Global strategy paying off in volatile economic climate for Daimler
October 8, 2012
LAS VEGAS, Nev. -- Daimler’s global presence has matured to the point where the company is capable of offsetting weaker markets with stronger ones, and able to stick to its sales targets despite short-term uncertainties, according to its...
LAS VEGAS, Nev. — Daimler’s global presence has matured to the point where the company is capable of offsetting weaker markets with stronger ones, and able to stick to its sales targets despite short-term uncertainties, according to its leader, Andreas Renschler.
Despite the lingering economic uncertainty, the globe’s leading truck manufacturer aims to sell 500,000 units in 2013, more than 500,000 units in 2015, and 700,000 units in 2020.
“We used to be at the mercy of market cycles. Today, we are pretty good at riding them out,” Renschler said during an executive press briefing here in conjunction with the American Trucking Associations Management Conference & Exhibition. “There might be economic headwinds on our way. But we can also count on some tailwinds. We are the market leader in the profitable regions of NAFTA and Europe. We are leading the field in Turkey. We are No. 1 with Euro V vehicles in Brazil. And we expect to sell more profitable heavy-duty trucks in Asia.”
Renschler said Daimler is enjoying sales growth in Europe despite weaker demand in southern Europe, demand in Brazil, although weakening, is still at a high level, sales are showing very strong growth in Japan and Indonesia, US sales growth so far in 2012 is about 25% and Canada is knocking it out of the park this year with 56% growth.
“There is some serious growth in the NAFTA region. The good thing is, our growth is outpacing the market’s. Our sales went up by almost a third compared to last year.”
He added that even more important than sales growth is market share, and Daimler Trucks North America is the market leader in the Classes 6-8 segment.
Renschler says the company’s philosophy is helping drive the impressive performance and it’s a simple one: As global as possible, as local as necessary.
That creates a broad range of advantages for Daimler, including more flexibility in manufacturing, less complexity in its supplier base, faster time-to-market, and higher quality products, he said.
“All of that is good for us, but most importantly: It’s good for our customers: They get the best technology, tailored to their needs, at a competitive price,” Renschler added.

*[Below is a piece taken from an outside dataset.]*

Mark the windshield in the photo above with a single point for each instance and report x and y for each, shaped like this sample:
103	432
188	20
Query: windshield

He pointed to the Freightliner Cascadia Evolution – considered the company’s “next big thing” as a prime example. Thanks to aerodynamic improvements and the Detroit DD15 engine, the truck consumes up to 7% less fuel than its predecessor, under real-world conditions, Renschler claimed.
Asked whether the flipside to a global and integrated platform is not strained relationships with suppliers such as Eaton, Meritor and Cummins, Martin Daum, head of Daimler Trucks North America, said it doesn’t have to be.
“Cummins is as much a global company as we are. We benefit in the US from their expertise and we are very close partners when it comes to those innovations,” Daum said, pointing out that working with partners when possible also helps in riding out market highs and lows.
Daum’s remarks also revealed that the time when Daimler will be so integrated with its own products it would no longer need other component manufacturers is not in the near future.
“They are our largest suppliers today and they will be our largest suppliers in the future,” Daum said.
One area where Daimler is leaning on suppliers is in the move towards natural gas engines. Although it has its own engine manufacturer, Detroit, it is still leaning on Cummins for natural gas power. Daum said the market for natural gas engines is still far from large enough to warrant placing its own resources towards making natural gas engines for the North American market.